O ministério diaconal possui raízes profundas na
tradição cristã, cuja fonte e modelo supremo é o próprio Jesus Cristo em seu
testemunho de doação e serviço. Historicamente, a tradição católica e a exegese
bíblica apontam para a escolha dos "Sete" no capítulo 6 do Livro dos
Atos dos Apóstolos como o marco fundamental dessa vocação. Diante do
crescimento da comunidade primitiva e do surgimento de tensões relativas à
distribuição diária de mantimentos às viúvas, a liderança apostólica compreendeu
a necessidade de estruturar o serviço de caridade. Essa divisão de tarefas
permitiu que os Apóstolos mantivessem o foco na oração e na pregação da
Palavra, enquanto os novos ministros assumiam a responsabilidade de organizar e
executar a assistência concreta aos necessitados.
Nos primeiros séculos da Igreja Latina, o diaconato
floresceu de maneira expressiva, configurando-se como um auxílio direto e
indispensável à figura do Epíscopo. Exercido no horizonte da chamada
"tríplice diaconia", que entrelaçava intimamente a liturgia, a
proclamação da Palavra e as obras de caridade, o diácono atuava como a ponte
de ligação entre o Bispo e a comunidade local. Longe de ser uma mera função
administrativa, o ministério diaconal manifestava o sinal visível de Cristo que
serve, tornando tangível o cuidado pastoral e a compaixão eclesial no cotidiano
dos fiéis.
Com o passar do tempo, uma série de transformações
teológicas e sociais desencadeou o declínio do diaconato enquanto grau
permanente na Igreja Ocidental. O processo de sacerdotalização do clero fez com
que as atribuições originais dos diáconos fossem gradualmente absorvidas pelos
presbíteros. Somaram-se a isso as mudanças na vida clerical impulsionadas pelo
surgimento do monacato e a profissionalização da gestão dos bens temporais da
Igreja por meio de ecônomos. Esse conjunto de fatores esvaziou a dimensão caritativa
e prática do diaconato, reduzindo-o ao longo dos séculos a um degrau meramente
transitório na caminhada rumo ao sacerdócio.

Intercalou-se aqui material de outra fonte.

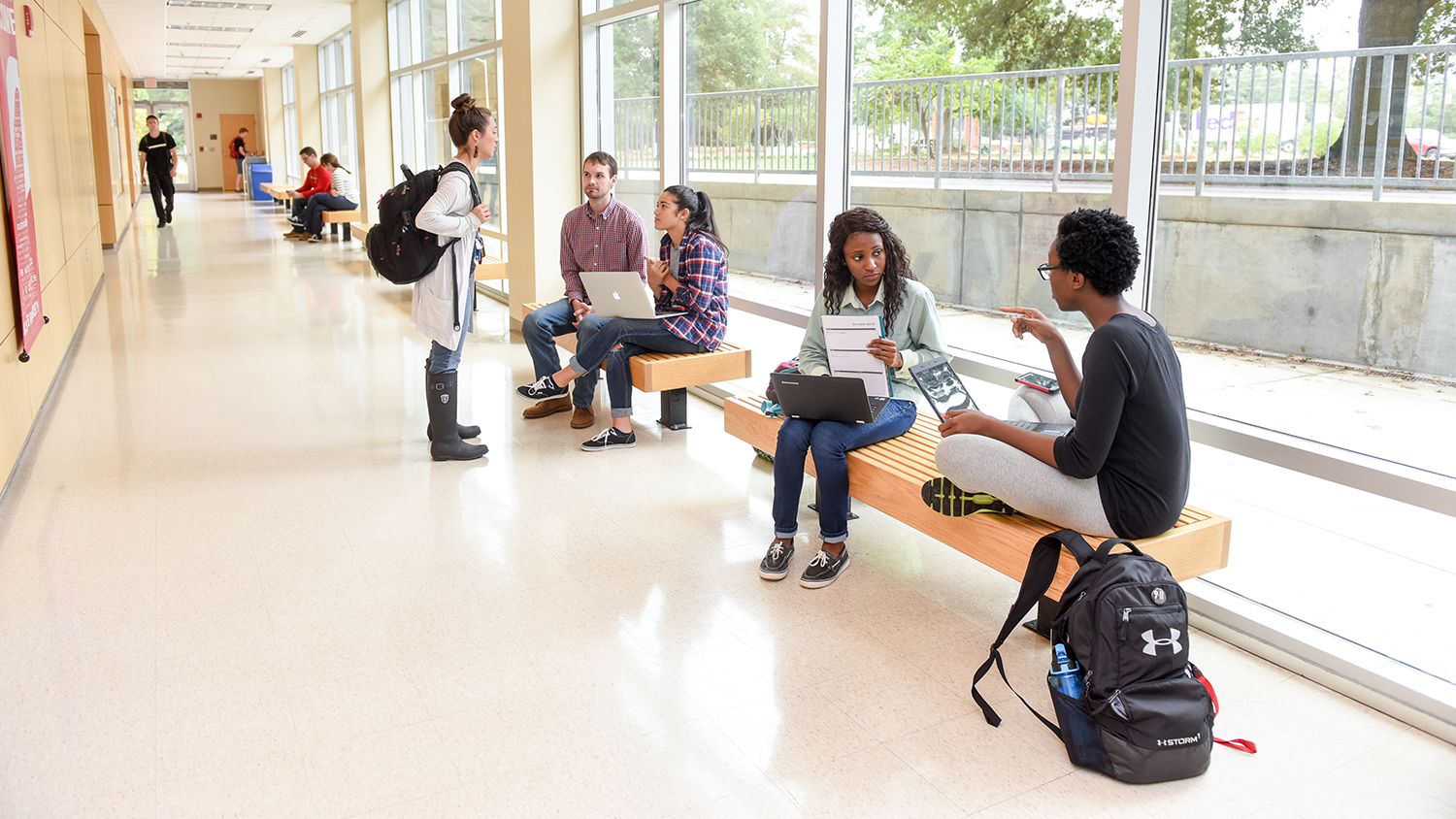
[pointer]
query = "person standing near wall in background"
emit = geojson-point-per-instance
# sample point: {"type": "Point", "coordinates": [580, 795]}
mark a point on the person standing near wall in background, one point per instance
{"type": "Point", "coordinates": [159, 162]}
{"type": "Point", "coordinates": [239, 153]}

A restauração do diaconato permanente na Igreja Latina
ganhou força renovada a partir dos movimentos pastorais iniciados na França e
na Bélgica, culminando em sua solene redefinição no Concílio Vaticano II. A
Igreja compreendeu que este ministério é um dom divino vital que não poderia
continuar negligenciado. Fundamentado em sólidas razões teológicas e
imperativos pastorais, o restabelecimento do diaconato visou reavivar no mundo
contemporâneo o testemunho luminoso de Cristo-Servo, devolvendo à estrutura hierárquica
uma ordem ministerial dedicada de forma própria e estável ao serviço.

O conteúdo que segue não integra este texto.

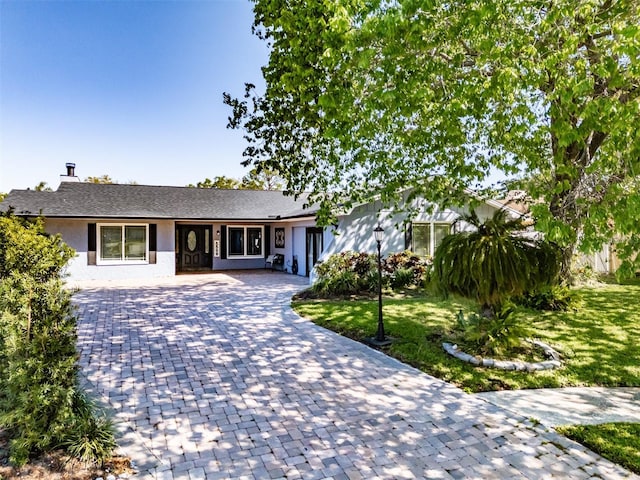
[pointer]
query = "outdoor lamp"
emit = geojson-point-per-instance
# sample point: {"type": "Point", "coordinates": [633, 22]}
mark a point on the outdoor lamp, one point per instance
{"type": "Point", "coordinates": [380, 340]}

Na atualidade, o diácono permanente firma-se como um
agente central do serviço e da caridade. Em sua dimensão hierárquica, ele
permanece sendo de modo particular o ministro do Bispo, cooperando diretamente
em sua missão apostólica. No âmbito paroquial, atua em sintonia com os párocos
ao levar o rosto acolhedor da Igreja às periferias sociais e existenciais, além
de exercer o serviço litúrgico na celebração do batismo, na assistência aos
matrimônios e na pregação. Por fim, como a maioria dos diáconos permanentes é
composta por homens casados, o seu ministério alcança uma relevância singular
no seio familiar e nas estruturas seculares, tornando-os pontes vivas para a
santificação do trabalho, da sociedade e da vida cotidiana.